Outside, the sun had already begun to melt the night’s snow,
crystal drops falling from the eaves of houses, small icicles forming on the goat horns posted above doorways to protect against the evil eye. The bells had stopped tolling now, but up ahead some of the villagers were still passing through the square. Then behind us a door creaked open and a babble of family noises filled the street, curses and babies’ cries—the Mastronardis, late for mass. But as they came up behind us, overtaking us because of my grandfather’s slow pace, their voices went suddenly quiet. They made a small arc around us, eyes averted, mumbling holiday greetings which my grandfather returned with a stiff formality.

We would be the last to arrive. The church would be full today, congregants spilling out into the porch; but a few places would still have been left free for my grandfather in the front pew, no one having thought yet to strip that privilege from him. In a moment the Mastronardis, too, had disappeared up the church steps, and when we came finally into the square, our shoes crunching strangely loud against the snow underfoot, it was deserted and still, the barren trees on the embankment leaning towards us like silent magi, offering down their crystal drops of melting snow.

XVIII

If the cock was in the fields, the men of Valle del Sole said, the hen would lay her eggs in someone else’s nest. Yet that was what the men had always done, left their wives behind while they travelled out to farm their own fields or to earn a wage, away for days or months at a time, or now, if they worked in France or Switzerland, or across the sea, sometimes for years. Their fears had given birth to a wealth of proverbs: ‘Guard your women like your chickens,’ they said, ‘or they’ll make food for the neighbour’s table;’ or ‘A woman is like a goat: she’ll eat anything she sees in front of her.’ Yet it was the women of the village who had been harshest towards my mother, and who watched hawk-eyed from their stoops for the slow progress of her disease, as if they had taken it upon themselves to keep the disease from spreading; and even at mass now, and afterwards
as we filed back into the village, the men seemed merely awkward and put out by my mother’s presence, passing by us stoop-shouldered, their eyes averted almost guiltily, as if they had been forced into a posture that did not sit well with them, while the women avoided my mother still with a cold-eyed rectitude, hurrying their children around us with their backs straight and their eyes forward.

But later, after we’d finished a sullen meal with Zia Lucia and Marta, my mother just clearing away the dishes, there was a knock at our door. Marta’s eyes darted to the door with a look of wild-eyed curiosity, but for a moment no one moved to answer it, as if we could not make sense of the sound we’d heard there.

‘Go on, Vittorio, open it,’ Zia Lucia said finally.

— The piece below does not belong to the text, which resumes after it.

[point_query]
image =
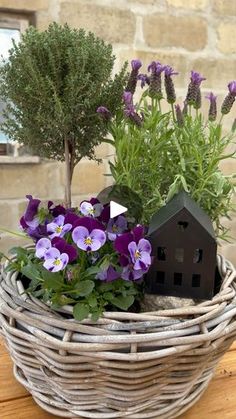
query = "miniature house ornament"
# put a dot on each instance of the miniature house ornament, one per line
(184, 250)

A moment later Giuseppina and her husband and children were huddled in a close group inside the doorway, reeking of winter and looking stiff and formal in their Christmas clothing. Almost in unison they uttered a forced ‘
buon natale
,’ Giuseppina moving awkwardly towards the centre of the room, offering a tray she’d held in the crook of an arm towards my mother as she pulled a white cloth from it.

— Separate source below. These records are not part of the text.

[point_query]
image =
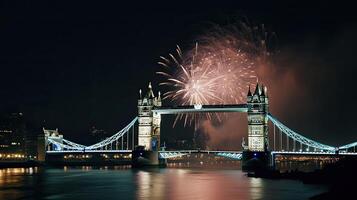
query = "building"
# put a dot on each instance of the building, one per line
(258, 108)
(13, 137)
(149, 122)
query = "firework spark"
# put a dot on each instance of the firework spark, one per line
(218, 70)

‘I brought you some pastries,’ she said. ‘You probably didn’t have time to make any yourself.’

She’d brought a tray of
ostie
, paper-thin wafers like large communion hosts sandwiching a thick layer of honey and chopped almonds. Every family in the village had irons for making their
ostie
and their
cancelle
, crusty diamond-shaped waffles, at holiday times, the irons made up by the blacksmith in Rocca Secca and bearing the family name or initial on the plates, so it came out in relief on each pastry; but this Christmas our own irons had sat in their corner of the kitchen untouched.